I could fill volumes with what I saw and heard on my visit to the Minnesota State Orphanage Museum.  I really urge you to add this to your trip list.  In my opinion it may just be one of the most important “Little Trips” you will ever take.  They have self-guided audio tours and guided tours.

For more information check out their newsletter.  It is really interesting and very well put together.   The Radiator Brush

I plan on attending this year’s Annual Lighting of the Path.  I hope to see you there.



  1. This is an amazing story, Heidi. I am going to BLOG this one, also. We would never know about all of the fantastic places in this country unless there were people like you to tell us about them. Coppy

  2. Heidi, this is a wonderful story! Amazing from all sides. I am putting it on the WHAG BLOG for the enjoyment and enlightenment of the artists. Coppy

  3. Pingback: THE CITY ON THE HILL… CIRCLE OF HELL OR SAFE HAVEN? « Wooden Horse Arts Guild

  4. I was here as a toddler. I was one of the lucky ones. I was adopted.

    • It is an amazing place and I am glad that so many who lived there were adopted. I would love to hear from those who were not so lucky and lived there through their teen years. I’m sure for some it was a safe haven and others — not so much.

  5. Thanks for this, Heidi. My father and aunt both spent some time at the school, and we visited the site two years ago. My fathers picture is posted inside the entrance with the boxing articles…

  6. My dad worked here too. I often go there and look at the graves.
    So sad. I remember dad telling us about some of the children.

  7. Heidi,I lived in Owatonna 50 years before moving to Colorado and never new the history of the state school. We would never know about all of the fantastic places in this country unless there were people like you to tell us about them.

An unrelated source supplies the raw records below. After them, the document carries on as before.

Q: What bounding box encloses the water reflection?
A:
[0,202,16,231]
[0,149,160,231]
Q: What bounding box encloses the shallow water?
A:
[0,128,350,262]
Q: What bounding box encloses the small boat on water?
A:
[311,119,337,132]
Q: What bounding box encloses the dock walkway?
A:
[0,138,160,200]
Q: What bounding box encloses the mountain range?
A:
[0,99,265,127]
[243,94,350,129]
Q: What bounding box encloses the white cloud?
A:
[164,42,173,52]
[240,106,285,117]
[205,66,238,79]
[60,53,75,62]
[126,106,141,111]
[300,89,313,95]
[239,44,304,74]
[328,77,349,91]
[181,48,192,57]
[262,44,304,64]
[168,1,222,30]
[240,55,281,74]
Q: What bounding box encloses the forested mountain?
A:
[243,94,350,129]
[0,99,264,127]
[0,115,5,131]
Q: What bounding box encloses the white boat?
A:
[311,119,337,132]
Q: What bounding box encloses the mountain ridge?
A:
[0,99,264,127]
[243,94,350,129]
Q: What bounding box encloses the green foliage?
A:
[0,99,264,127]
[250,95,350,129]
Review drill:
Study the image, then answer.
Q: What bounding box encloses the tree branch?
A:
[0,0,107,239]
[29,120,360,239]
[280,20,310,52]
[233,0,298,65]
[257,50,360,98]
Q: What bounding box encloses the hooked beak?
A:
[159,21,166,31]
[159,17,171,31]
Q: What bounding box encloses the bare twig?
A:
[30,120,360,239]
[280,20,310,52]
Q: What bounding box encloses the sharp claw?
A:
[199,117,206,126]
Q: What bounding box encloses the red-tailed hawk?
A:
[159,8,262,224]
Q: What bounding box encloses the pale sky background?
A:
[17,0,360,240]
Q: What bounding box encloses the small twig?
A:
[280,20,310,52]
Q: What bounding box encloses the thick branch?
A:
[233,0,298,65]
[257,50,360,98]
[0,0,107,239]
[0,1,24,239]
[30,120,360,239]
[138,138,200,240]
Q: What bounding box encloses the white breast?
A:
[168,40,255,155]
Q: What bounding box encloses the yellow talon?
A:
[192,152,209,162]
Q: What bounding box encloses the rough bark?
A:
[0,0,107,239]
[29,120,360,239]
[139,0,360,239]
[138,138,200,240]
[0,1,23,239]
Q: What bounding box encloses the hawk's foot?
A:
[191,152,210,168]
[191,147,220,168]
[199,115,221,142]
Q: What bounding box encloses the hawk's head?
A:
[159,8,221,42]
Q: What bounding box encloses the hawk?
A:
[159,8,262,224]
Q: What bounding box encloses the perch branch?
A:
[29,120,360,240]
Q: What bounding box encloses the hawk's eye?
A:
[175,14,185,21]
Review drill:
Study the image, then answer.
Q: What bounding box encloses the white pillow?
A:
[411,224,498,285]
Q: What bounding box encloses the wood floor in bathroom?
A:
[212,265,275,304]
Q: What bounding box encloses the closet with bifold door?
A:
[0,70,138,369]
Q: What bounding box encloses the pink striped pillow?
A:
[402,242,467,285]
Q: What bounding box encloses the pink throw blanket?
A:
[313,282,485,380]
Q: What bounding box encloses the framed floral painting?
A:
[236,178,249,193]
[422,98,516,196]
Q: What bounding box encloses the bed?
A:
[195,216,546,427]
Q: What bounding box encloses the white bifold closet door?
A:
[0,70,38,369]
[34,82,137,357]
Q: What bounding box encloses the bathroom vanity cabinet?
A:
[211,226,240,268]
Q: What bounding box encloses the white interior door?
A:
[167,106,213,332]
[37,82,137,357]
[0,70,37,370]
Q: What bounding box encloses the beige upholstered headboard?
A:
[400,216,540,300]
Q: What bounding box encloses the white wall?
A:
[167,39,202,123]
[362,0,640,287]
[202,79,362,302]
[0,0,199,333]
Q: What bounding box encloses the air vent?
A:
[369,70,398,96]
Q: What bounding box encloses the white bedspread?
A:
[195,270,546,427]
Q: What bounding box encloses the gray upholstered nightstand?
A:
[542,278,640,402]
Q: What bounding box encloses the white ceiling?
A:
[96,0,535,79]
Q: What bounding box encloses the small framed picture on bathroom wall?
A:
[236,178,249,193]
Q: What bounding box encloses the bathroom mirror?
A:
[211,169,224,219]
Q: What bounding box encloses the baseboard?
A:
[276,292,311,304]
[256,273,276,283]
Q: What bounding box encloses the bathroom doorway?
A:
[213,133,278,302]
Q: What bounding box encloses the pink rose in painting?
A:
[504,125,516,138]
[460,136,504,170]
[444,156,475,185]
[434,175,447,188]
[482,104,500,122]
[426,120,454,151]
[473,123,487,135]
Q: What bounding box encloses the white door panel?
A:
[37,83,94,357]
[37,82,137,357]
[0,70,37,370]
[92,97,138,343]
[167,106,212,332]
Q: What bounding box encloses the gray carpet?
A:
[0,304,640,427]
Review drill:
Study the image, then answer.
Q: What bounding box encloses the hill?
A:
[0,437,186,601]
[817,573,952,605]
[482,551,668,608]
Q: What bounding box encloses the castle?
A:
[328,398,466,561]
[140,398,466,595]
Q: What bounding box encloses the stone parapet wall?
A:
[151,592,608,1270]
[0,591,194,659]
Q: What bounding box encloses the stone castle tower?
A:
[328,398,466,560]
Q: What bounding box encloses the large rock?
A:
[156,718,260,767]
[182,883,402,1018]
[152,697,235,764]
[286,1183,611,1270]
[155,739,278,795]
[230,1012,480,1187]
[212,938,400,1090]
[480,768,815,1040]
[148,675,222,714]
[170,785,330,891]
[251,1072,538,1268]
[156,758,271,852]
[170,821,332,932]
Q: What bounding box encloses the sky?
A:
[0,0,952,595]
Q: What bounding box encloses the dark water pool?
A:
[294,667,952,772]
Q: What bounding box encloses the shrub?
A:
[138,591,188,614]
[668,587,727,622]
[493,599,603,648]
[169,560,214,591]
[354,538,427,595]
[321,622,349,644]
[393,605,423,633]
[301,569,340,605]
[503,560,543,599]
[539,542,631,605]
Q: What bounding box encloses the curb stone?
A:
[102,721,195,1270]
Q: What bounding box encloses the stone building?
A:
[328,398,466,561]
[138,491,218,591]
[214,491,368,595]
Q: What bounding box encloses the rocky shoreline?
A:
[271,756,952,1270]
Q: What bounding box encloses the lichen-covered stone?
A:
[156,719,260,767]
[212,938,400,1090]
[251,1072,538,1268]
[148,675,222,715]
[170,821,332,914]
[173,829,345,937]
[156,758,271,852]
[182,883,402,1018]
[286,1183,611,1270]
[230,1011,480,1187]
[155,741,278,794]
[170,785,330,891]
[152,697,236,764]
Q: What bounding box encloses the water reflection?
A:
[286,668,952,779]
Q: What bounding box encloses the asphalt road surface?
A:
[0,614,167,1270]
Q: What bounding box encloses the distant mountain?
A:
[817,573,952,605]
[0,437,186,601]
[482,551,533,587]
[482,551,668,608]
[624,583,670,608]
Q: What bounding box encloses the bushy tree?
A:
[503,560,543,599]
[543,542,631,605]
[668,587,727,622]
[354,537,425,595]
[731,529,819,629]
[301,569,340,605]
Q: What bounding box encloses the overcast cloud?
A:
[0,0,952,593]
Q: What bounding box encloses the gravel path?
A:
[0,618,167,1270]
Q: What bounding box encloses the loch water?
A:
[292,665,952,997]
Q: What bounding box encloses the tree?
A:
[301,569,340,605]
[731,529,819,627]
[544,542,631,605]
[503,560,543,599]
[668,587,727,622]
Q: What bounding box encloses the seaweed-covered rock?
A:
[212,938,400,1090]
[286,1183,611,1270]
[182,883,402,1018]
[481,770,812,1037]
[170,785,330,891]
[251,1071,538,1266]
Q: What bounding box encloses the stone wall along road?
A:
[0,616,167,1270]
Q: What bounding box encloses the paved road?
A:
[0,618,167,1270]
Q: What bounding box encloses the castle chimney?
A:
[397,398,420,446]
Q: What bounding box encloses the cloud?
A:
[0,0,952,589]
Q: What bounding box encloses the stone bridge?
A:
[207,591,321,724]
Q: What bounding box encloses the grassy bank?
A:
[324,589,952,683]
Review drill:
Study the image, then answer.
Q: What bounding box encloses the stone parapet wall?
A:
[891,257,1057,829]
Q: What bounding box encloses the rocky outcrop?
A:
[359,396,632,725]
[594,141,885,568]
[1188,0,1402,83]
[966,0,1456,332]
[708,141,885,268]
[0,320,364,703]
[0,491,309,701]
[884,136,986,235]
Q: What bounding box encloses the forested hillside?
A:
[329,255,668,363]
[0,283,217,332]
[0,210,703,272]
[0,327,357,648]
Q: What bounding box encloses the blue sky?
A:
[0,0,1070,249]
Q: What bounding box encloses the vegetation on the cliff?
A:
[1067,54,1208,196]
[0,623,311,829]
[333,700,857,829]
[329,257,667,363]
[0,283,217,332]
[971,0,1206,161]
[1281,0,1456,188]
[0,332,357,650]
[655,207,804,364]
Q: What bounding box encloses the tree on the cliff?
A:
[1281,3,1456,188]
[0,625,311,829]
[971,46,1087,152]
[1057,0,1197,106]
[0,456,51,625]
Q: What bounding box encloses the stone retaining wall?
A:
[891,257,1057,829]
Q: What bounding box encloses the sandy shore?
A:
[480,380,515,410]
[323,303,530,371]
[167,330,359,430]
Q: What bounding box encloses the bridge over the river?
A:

    • Jim, I’m glad you found my blog and enjoyed this post. If/when you return to Owatonna I hope you will visit the State School. It is truly an amazing place. I try to explore and report primarily on places that are not on the top 25 places you should add to your bucket list. There are so many places in the USA that are overlooked when we plan those little trips and vacations. Thank you for your comments.